Apart from the portrayal of the conditions which immigrant workers have to put up with, one of the most interesting aspects of the video is the effective confirmation that there has been a deliberate policy in Spain of directing illegal immigrants to areas like Almería where the government knows they will be working. Obviously for very low wages and without any rights. When you hear politicians who complain about the regularisation process that was carried out a few years ago for paperless immigrants, you have to remember that what those politicians seek is a situation just like that which exists in the greenhouses.
4 comments:
My younger brother is an automation engineer in the USA and travels around to factories throughout the country. He tells me that more and more factories in the USA have a management team to run the business and then contract temporary workers to do the actual work in the plant. It’s like the old plantation system where the overseers make a decent living while the workers make around the minimum wage. The workers are exploited by the factories and then by the temp agencies who hire them.
It’s like we rolled up the gains made by workers in the 20th century in the first decade of the 21st.
How do we fight back? Stop eating vegetables?
If the woman in the Guardian video was really doing her job as a journalist she would have traveled a little farther up the food chain and interviewed executives in the UK supermarkets. What she exposes in the video is the easy, obvious break-down in the capitalist system but this exploitation couldn't exist without the full cooperation of everyone in the process.

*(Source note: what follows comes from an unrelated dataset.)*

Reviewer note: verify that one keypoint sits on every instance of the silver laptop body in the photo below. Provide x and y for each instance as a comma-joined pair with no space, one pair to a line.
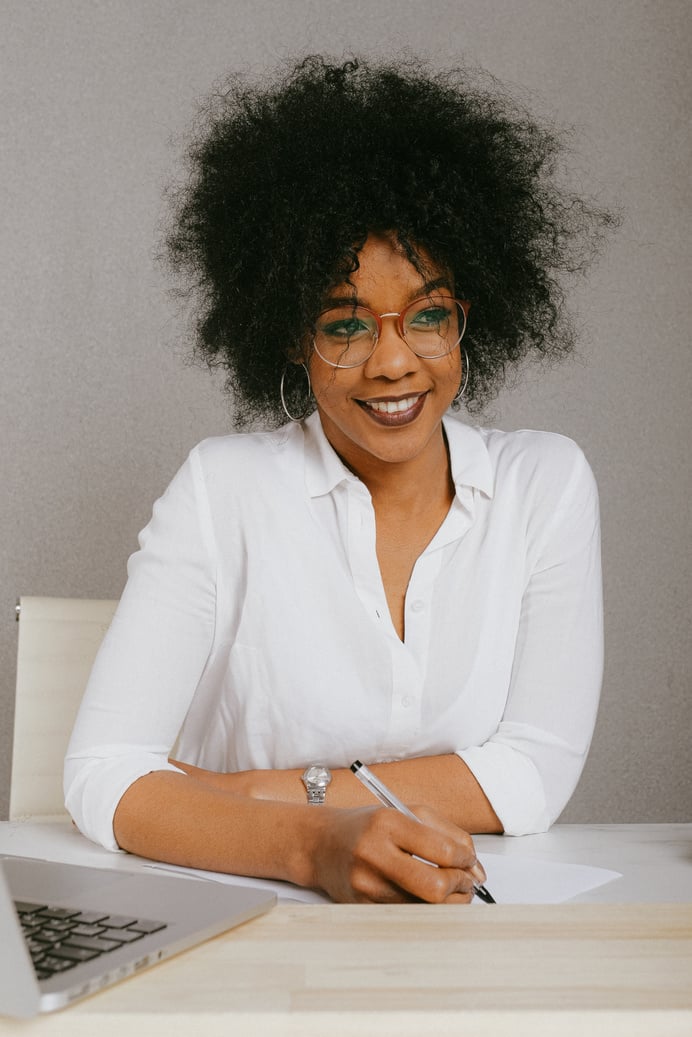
191,911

Yes, it's hard to believe that the supermarkets buying the produce aren't aware of the situation. The funny thing is that we are more likely to hear about kids making sports shoes in Asia than we are to hear about similar exploitation here in Europe.
The problem I have is that we shouldn't have to depend on the will of the supermarkets to do something. This is what deregulation brings, proponents of it will never say that this is the situation that they want because we're all supposed to believe that employers will behave in a civilised way. But this is what you get.
@Leftbanker - I think she did a good job. Many of my Spanish colleagues were upset by the video: they'd never heard of this happening in Spain.
The only way to possibly avoid this sort of thing is to know where your fruit and veg come from, possibly join a cooperative.
I'm sure Spanish supermarkets buy this crap too.